CRIME CONTRA A SERRA DO CURRAL.



O Conselho Municipal do Meio Ambiente (Comam), órgão colegiado da Secretaria Municipal de Meio Ambiente, numa demonstração de absoluto desrespeito com o patrimônio cultural e paisagístico de Belo Horizonte, aprovou por voto da maioria de seus conselheiros, na quarta-feira, 28/1, o pedido de licenciamento ambiental para construção do hospital Oncomed na Serra do Curral.

A expectativa dos moradores era pela prevalência do bom senso. Mas isso não ocorreu. Os moradores, que não são contrários à construção do hospital, desde que seja em local adequado e próprio para os usos, assistiram a um espetáculo dantesco, protagonizado por agentes públicos indiferentes à importância da Serra do Curral, que é o principal cartão-postal e maior patrimônio natural da cidade, área de proteção ambiental e de preservação permanente. A Serra do Curral é, indiscutivelmente, um bem tombado de imensurável valor, patrimônio nacional que não merece sofrer ameaças ou agressões, nem hoje, nem nunca.  

A Serra do Curral é um bem tombado em âmbito federal. O tombamento se deu no dia 21 de setembro de 1960, depois dos requerimentos fundamentados do governador Bias Fortes e dos pareceres jurídicos no mesmo sentido da defesa do maior monumento paisagístico, natural e cultural de Belo Horizonte.

Hoje, passados 54 anos dessa conquista humana elogiável, digna de verdadeiros cidadãos, surgem ameaças efetivas e gananciosas à integridade do bem tombado, quando ali pretendem construir o mencionado empreendimento hospitalar de múltiplas especialidades. No entanto, em que pese o significado do hospital para a população, nada justifica a sua construção em área tombada, de proteção ambiental e considerada proibida para edificação. Além do que, o projeto aumenta em 113% a área construída, desrespeita a altimetria local e contribuirá para a desfiguração da encosta da Serra do Curral, colocando em risco iminente todo o paredão, o maciço, o entorno, os mirantes, as trilhas ecológicas, a travessia da serra, os parques e o corredor ecológico.
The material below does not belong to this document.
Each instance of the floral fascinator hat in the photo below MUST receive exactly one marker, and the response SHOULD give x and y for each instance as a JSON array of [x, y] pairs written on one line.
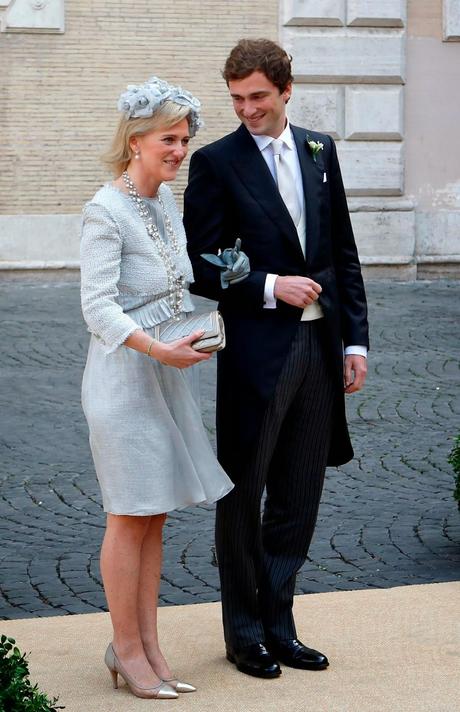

O patrimônio histórico-cultural tombado no âmbito federal constitui, a teor do art. 216 da Constituição, patrimônio cultural a nível nacional, cuja tutela traduz indeclinável dever constitucional do poder público, que tem a obrigação de proteger os bens e valores culturais. Portanto, legítima a punição criminal daquele cuja conduta desrespeita e ofende a integridade do patrimônio artístico, cultural, arqueológico ou histórico nacional (arts. 165 e 166, do Código Penal, e art. 63 da Lei 9.605/1998). Esses preceitos, que tipificam os crimes de danos cultural e ambiental, objetivam a proteção estatal que resguarde a inviolabilidade do acervo histórico, arqueológico e artístico do país. Resta à sociedade o dever de exigir dos governantes o cumprimento da lei. A Serra do Curral é patrimônio de todos: belo-horizontinos, mineiros e brasileiros de maneira geral. A Serra do Curral é patrimônio nacional.

Em países civilizados, constituídos de pessoas conscientes, a violação de um monumento histórico jamais seria admitida. Aqui, lamentavelmente, o poder econômico alavanca com a ajuda do poder público os interesses privados, em detrimento dos reais interesses difusos e coletivos dos cidadãos.

O descumprimento do art. 225 da Constituição é vergonhoso, uma vez que disponha na defesa da sociedade que todos têm direito ao meio ambiente ecologicamente equilibrado, bem de uso comum do povo e essencial à sadia qualidade de vida, impondo-se ao Poder Público e à coletividade o dever de defendê-lo e preservá-lo para as presentes e futuras gerações. Ou seja, o texto constitucional garante, as autoridades descumprem, a população não é escutada, os direitos são retirados, e tudo isso, com a maior desfaçatez, sem que o indivíduo reaja, posto que continua passivo, de cócoras, com o queixo aos joelhos.  

Wilson Campos (Advogado/Presidente da Comissão de Defesa da Cidadania e dos Interesses Coletivos da Sociedade, da OAB/MG). 

(Este artigo mereceu publicação do jornal ESTADO DE MINAS, edição de domingo, 01/02/2015, pág. 7).